Eve didn’t like taking orders under the best of circumstances, which these weren’t. Claire quickly said, “We take these walkie-talkies to each of the Founder Houses, to the university, and to anybody else on the list. We tell them all strategic orders come through these, not through cell phone or police band.”

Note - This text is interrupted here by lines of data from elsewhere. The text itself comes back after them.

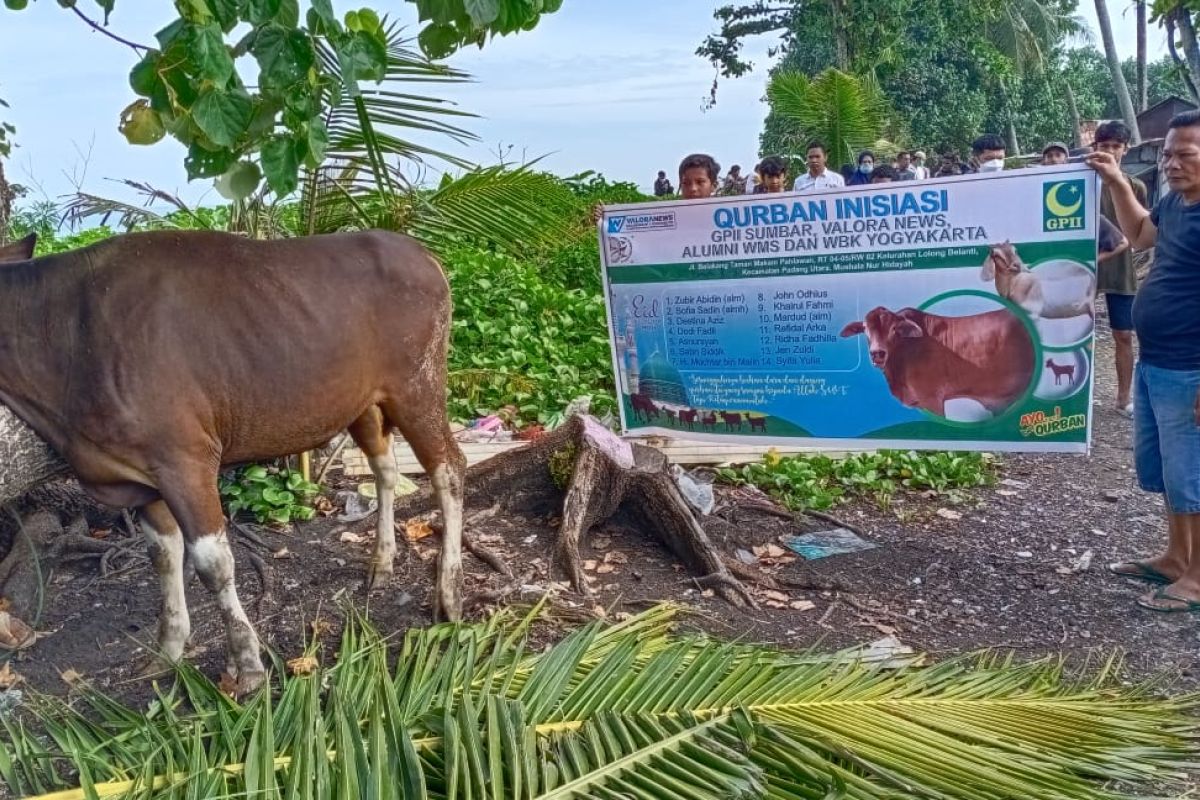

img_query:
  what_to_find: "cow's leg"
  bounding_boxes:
[383,398,467,621]
[138,500,192,662]
[162,468,266,694]
[349,405,397,591]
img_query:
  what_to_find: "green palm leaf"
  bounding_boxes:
[767,70,887,164]
[300,26,574,256]
[11,608,1198,800]
[410,167,577,256]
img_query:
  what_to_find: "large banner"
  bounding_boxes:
[600,164,1098,452]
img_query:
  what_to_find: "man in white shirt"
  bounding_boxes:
[792,142,846,192]
[911,150,929,181]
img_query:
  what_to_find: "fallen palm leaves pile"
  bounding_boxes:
[0,607,1196,800]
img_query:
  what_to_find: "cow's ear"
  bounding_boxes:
[979,257,996,281]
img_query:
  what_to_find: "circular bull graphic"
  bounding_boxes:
[841,306,1036,421]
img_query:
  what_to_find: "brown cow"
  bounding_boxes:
[0,234,37,264]
[841,306,1033,416]
[0,231,464,691]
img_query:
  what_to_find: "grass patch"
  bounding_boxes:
[719,450,997,511]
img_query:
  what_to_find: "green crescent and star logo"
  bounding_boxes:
[1042,180,1087,231]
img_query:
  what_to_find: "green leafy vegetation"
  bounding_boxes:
[0,0,562,199]
[719,450,997,511]
[0,607,1196,800]
[444,242,616,422]
[218,464,320,525]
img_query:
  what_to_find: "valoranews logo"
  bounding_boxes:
[608,211,674,234]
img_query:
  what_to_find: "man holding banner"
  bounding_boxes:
[1087,112,1200,612]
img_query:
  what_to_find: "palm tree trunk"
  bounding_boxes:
[1062,80,1084,148]
[1096,0,1137,144]
[1163,8,1200,103]
[1175,6,1200,104]
[0,160,12,245]
[829,0,850,72]
[1135,0,1150,113]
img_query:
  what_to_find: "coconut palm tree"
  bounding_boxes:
[1096,0,1141,144]
[60,25,578,256]
[1134,0,1150,114]
[0,607,1195,800]
[986,0,1087,154]
[767,70,888,164]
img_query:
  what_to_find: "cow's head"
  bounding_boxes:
[0,234,37,264]
[979,241,1022,281]
[841,306,925,369]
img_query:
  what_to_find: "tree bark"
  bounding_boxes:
[1096,0,1141,144]
[1163,10,1200,103]
[0,405,68,506]
[1174,6,1200,107]
[1062,80,1084,148]
[396,416,755,606]
[1134,0,1150,114]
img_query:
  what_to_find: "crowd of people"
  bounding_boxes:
[655,112,1200,613]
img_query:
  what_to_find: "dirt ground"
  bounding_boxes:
[0,321,1200,698]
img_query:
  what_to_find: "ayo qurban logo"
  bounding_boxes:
[1042,180,1087,231]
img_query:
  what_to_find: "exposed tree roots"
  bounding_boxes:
[397,416,769,606]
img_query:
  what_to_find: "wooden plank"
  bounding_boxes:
[342,437,845,477]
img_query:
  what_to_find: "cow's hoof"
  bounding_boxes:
[238,669,266,697]
[433,593,462,622]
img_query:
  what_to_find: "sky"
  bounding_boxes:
[0,0,1165,211]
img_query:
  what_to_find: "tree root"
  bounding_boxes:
[408,416,754,607]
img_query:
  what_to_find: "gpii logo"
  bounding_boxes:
[1042,180,1087,231]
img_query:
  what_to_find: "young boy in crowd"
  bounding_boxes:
[679,152,721,200]
[758,156,787,194]
[1092,120,1150,417]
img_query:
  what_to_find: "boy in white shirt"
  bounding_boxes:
[792,142,846,192]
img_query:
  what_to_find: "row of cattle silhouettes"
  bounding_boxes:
[629,392,767,433]
[0,231,466,692]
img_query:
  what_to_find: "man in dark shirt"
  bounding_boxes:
[1092,120,1147,417]
[1087,112,1200,612]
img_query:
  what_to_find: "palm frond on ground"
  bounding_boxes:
[0,607,1196,800]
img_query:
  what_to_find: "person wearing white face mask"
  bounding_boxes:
[846,150,875,186]
[971,133,1006,173]
[912,150,929,181]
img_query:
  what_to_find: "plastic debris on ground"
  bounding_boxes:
[546,395,595,431]
[337,485,379,522]
[0,688,25,720]
[0,610,37,652]
[784,528,878,561]
[671,464,716,517]
[851,636,925,669]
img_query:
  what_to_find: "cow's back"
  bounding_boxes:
[8,231,450,462]
[908,308,1033,413]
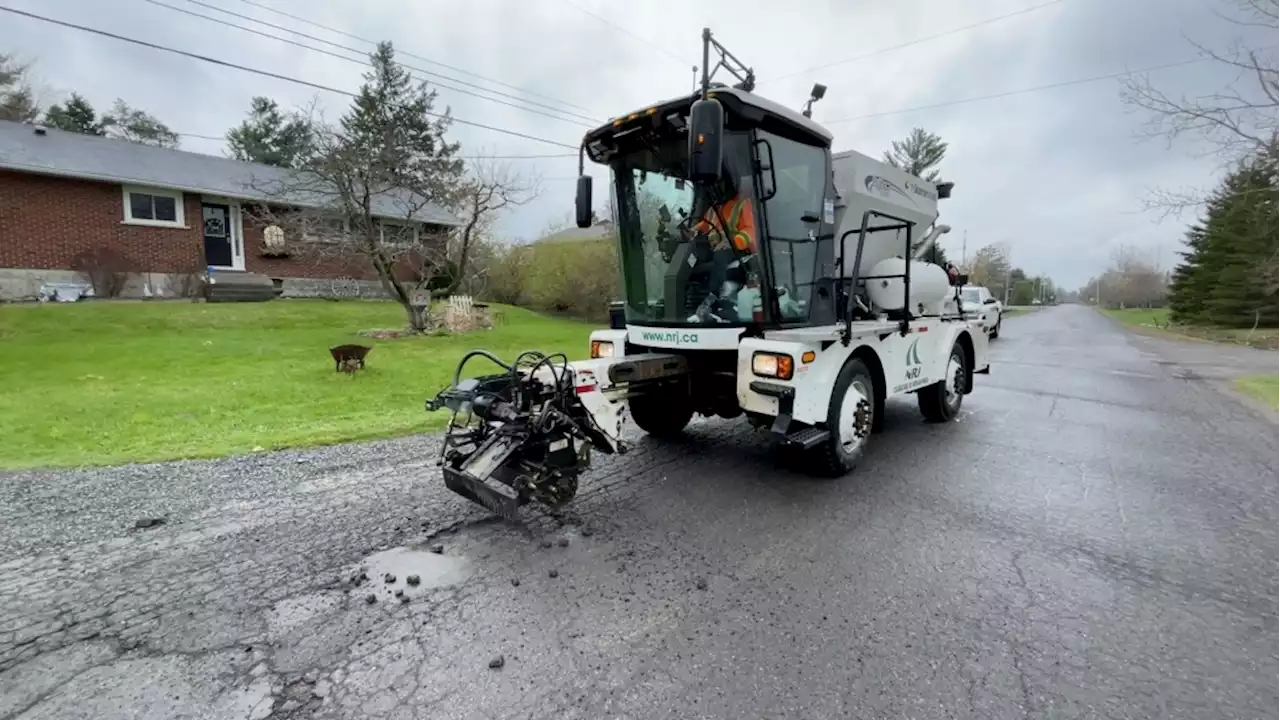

“Be sure to give them the code,” he said. Each one of the tiny little radios had a keypad, like a cell phone, but the difference was that you had to enter the code into it to access the emergency communication channel he’d established. Pretty high tech, but then, Oliver didn’t really seem the type to lag much behind on the latest cool stuff. “All right. I’m sending Hannah with you as your escort. I’d send one of my own, but—”
“Dawn, yeah, I know,” Eve said. She offered a high five to Hannah, who took it. “Damn, girl, love the Rambo look.”
“Rambo was a Green Beret,” Hannah said. “Please. We eat those army boys for breakfast.”
Which was maybe not such a comfortable thing to say in a room full of maybe-hungry vampires. Claire cleared her throat. “We should—”
Hannah nodded, picked up the backpack (Claire’s, now filled with handheld radios instead of books), and handed it to her. “I need both hands free,” she said. “Eve’s driving. You’re the supply master. There’s a check-list inside, so you can mark off deliveries as we go.”
Myrnin was sitting off to the side, ominously quiet. His eyes still looked sane, but Claire had warned Oliver in the strongest possible terms that he couldn’t trust him. Not really.
As if I would,
Oliver had said with a snort.
I’ve known the man for many human lifetimes, and I’ve never trusted him yet.
The vampires in the coffee shop had mostly retreated out of the big, front area, into the better-protected, light-proofed interior. Outside of the plate glass windows, there was little to be seen. The fires had gone out, or been extinguished. They’d seen some cars speeding about, mostly official police or fire, but the few figures they’d spotted had been quick and kept to the shadows.